Deep Q-Network for Dota2
I developed this project as a part of my PhD research so this is an academic research project and not affiliated with Valve.
What is the project?
In 2015, DeepMind (Owned by Google) company developed a reinforcement learning agent, termed a deep Q-network (DQN), for Atari 2600 games (https://deepmind.com/research/dqn/). The AI gets game screen pixels then use its algorithm to find optimal action for each state of game. In 2016, the DeepMind claimed that they are developing an AI for a game, StarCraft, with high dimensional actions (https://deepmind.com/blog/deepmind-and-blizzard-release-starcraft-ii-ai-research-environment/). Unfortunately, they have not release their code yet (9 January 2017) so I developed my algorithm for "Dota2" which is a high dimensional game too.
Programming language
The game uses a built in LUA engine for scripting however that engine has some limitation e.g. it is not possible to load file from disk. Therefore, I used a framework which is developed by Tobias Mahlmann (https://github.com/lightbringer/dota2ai) in order to transfer data between JAVA and the game.
Algorithm
A simple DQN is useless in a game with high dimensional actions so using a hierarchical deep reinforcement learning is essential (https://arxiv.org/pdf/1604.06057.pdf). In the hierarchical deep Q-network (HDQN), a separated DQN for each sub goal is developed. For this project, a DQN should be developed for these goals:
- Navigation
- Attack
- Buy and Sell
- Retreat.
At the moment, only navigation DQN has been developed so others will be added to the project as soon as possible.
Navigation's DQN
A double DQN implemented by using Deeplearning4j libraries with 3 fully connected hidden layers (70, 35, 15 neurons in each layer). The exploration rate is 0.3 ([Please check this](Dota2 DQN/src/main/java/hmm/dota2dqn/common/Configs.java)) in order to agent go fast to the lane at the beginning of the game so if you want the agent choose different lane you should increase it.
State
A DQN usually uses some convolutional layers in order to convert game screen (state) into a matrix of numbers then connects the matrix to some fully connected hidden layers and output layer (actions). Although it is possible to convert Dota2 screen into the matrix by using convolutional layers, the matrix can be generated by game engine directly. The game world dimension is almost 75007500 so it is possible to create a 2D matrix[7500][7500] and put each object in a cell of this matrix based on the object location. However, this matrix's size (75507500) is very big and not applicable for using as a state. In Dota2, a hero can communicate with a target when the target is located in the hero attack range e.g. Lina can attack to enemies which are located in 670 distance of her. Therefore, the world matrix size can be decreased by dividing it to the hero attack range for example the world matrix size for Lina would be 12*12 (7500/670=11.19 and its ceiling is 12). It is worth noting that the minimum attack range of heroes is 140 (http://dota2.gamepedia.com/Attack_range) so final world matrix for all heroes has good size for using as a state.
Goal
The agent achieve its goal when distance of it and an enemy's object (hero, tower, npc, building) become less than its attack target (670 for lina).
Actions
There are 8 directions in Dota2 (four cardinal and four intercardinal) so the navigation DQN has 8 outputs.
Rewards
The time between two update is 0.33 ([Please check this](Dota2 Addon/addon_game_mode.lua)) and the agent get -1 reward in each update unless it achieves to the goal. The reward of achieving to goal is 100.
How to run?
- Open Dota 2 workshop
- Create an empty addon and name it Dota2DQN
- Copy all files of [this folder](Dota2 Addon/) to the addon vscripts folder
- Launch the custom game
- Open VConsole and write "dota_lunch_custom_game Dota2DQN dota" into the Command field.

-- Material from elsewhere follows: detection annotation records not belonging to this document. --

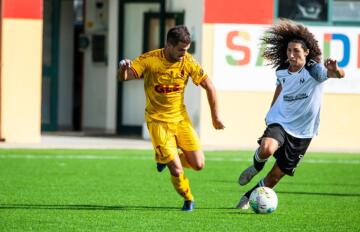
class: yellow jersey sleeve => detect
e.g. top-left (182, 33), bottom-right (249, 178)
top-left (187, 54), bottom-right (208, 85)
top-left (131, 53), bottom-right (150, 79)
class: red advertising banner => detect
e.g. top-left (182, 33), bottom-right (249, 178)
top-left (204, 0), bottom-right (274, 24)
top-left (2, 0), bottom-right (43, 19)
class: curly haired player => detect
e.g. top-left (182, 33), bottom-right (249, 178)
top-left (236, 20), bottom-right (345, 209)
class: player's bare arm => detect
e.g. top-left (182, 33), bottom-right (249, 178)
top-left (271, 85), bottom-right (282, 106)
top-left (200, 78), bottom-right (225, 130)
top-left (118, 59), bottom-right (135, 81)
top-left (324, 58), bottom-right (345, 78)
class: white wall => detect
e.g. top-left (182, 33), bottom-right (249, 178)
top-left (58, 1), bottom-right (74, 130)
top-left (82, 0), bottom-right (118, 133)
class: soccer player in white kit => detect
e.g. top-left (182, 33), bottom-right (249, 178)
top-left (236, 20), bottom-right (345, 209)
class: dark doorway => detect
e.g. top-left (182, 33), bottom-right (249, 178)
top-left (116, 0), bottom-right (166, 135)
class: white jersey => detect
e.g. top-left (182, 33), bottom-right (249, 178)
top-left (266, 60), bottom-right (328, 138)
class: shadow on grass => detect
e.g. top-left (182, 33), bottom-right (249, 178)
top-left (0, 204), bottom-right (245, 213)
top-left (0, 204), bottom-right (179, 211)
top-left (276, 191), bottom-right (360, 197)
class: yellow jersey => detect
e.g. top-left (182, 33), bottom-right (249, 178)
top-left (131, 49), bottom-right (207, 122)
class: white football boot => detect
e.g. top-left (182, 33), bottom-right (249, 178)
top-left (236, 195), bottom-right (250, 209)
top-left (239, 165), bottom-right (258, 185)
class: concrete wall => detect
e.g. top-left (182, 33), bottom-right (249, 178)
top-left (1, 18), bottom-right (43, 143)
top-left (58, 1), bottom-right (74, 130)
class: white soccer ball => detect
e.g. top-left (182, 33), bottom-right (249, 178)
top-left (249, 187), bottom-right (278, 213)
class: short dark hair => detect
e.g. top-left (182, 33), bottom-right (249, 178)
top-left (166, 25), bottom-right (191, 46)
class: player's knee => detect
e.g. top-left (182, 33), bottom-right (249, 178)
top-left (193, 162), bottom-right (205, 171)
top-left (260, 143), bottom-right (277, 158)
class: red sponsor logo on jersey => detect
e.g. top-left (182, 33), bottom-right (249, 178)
top-left (155, 84), bottom-right (181, 93)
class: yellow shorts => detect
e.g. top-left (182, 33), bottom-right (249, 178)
top-left (147, 119), bottom-right (201, 164)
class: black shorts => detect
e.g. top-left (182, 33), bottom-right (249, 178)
top-left (258, 124), bottom-right (311, 176)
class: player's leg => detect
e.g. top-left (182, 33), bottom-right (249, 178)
top-left (167, 156), bottom-right (195, 211)
top-left (239, 124), bottom-right (285, 185)
top-left (176, 120), bottom-right (205, 171)
top-left (236, 163), bottom-right (285, 209)
top-left (148, 122), bottom-right (194, 211)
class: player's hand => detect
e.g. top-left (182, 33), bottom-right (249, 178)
top-left (212, 118), bottom-right (225, 130)
top-left (324, 58), bottom-right (338, 72)
top-left (119, 59), bottom-right (131, 69)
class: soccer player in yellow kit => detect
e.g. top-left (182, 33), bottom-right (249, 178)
top-left (118, 26), bottom-right (225, 211)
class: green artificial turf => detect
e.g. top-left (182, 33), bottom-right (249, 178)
top-left (0, 149), bottom-right (360, 231)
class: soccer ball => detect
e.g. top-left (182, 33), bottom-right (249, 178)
top-left (249, 187), bottom-right (278, 214)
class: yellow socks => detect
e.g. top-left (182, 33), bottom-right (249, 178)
top-left (171, 173), bottom-right (194, 201)
top-left (179, 153), bottom-right (191, 168)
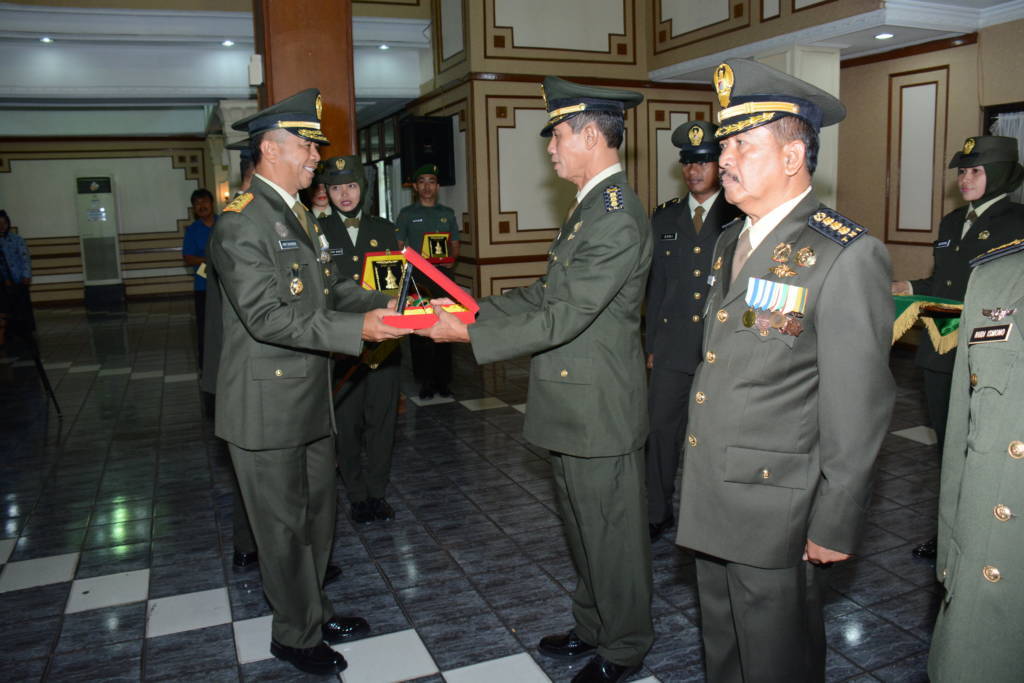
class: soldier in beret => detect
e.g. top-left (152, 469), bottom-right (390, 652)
top-left (315, 155), bottom-right (401, 524)
top-left (419, 77), bottom-right (654, 683)
top-left (892, 135), bottom-right (1024, 559)
top-left (679, 59), bottom-right (895, 683)
top-left (208, 89), bottom-right (403, 675)
top-left (644, 121), bottom-right (742, 541)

- Open Eclipse and import the project in "Dota2 DQN" folder as a Maven project
- Run App.java
Use pre-trained network
I trained the agent to start from the fountain and go to middle lane by my laptop and provided them in the [Pretrained Networks](Pretrained Networks/). It is worth noting that training the agent to navigate in a full game needs more powerful computer than my laptop. In order to use those pre trained networks just copy them into the root folder of your project in the Eclipse.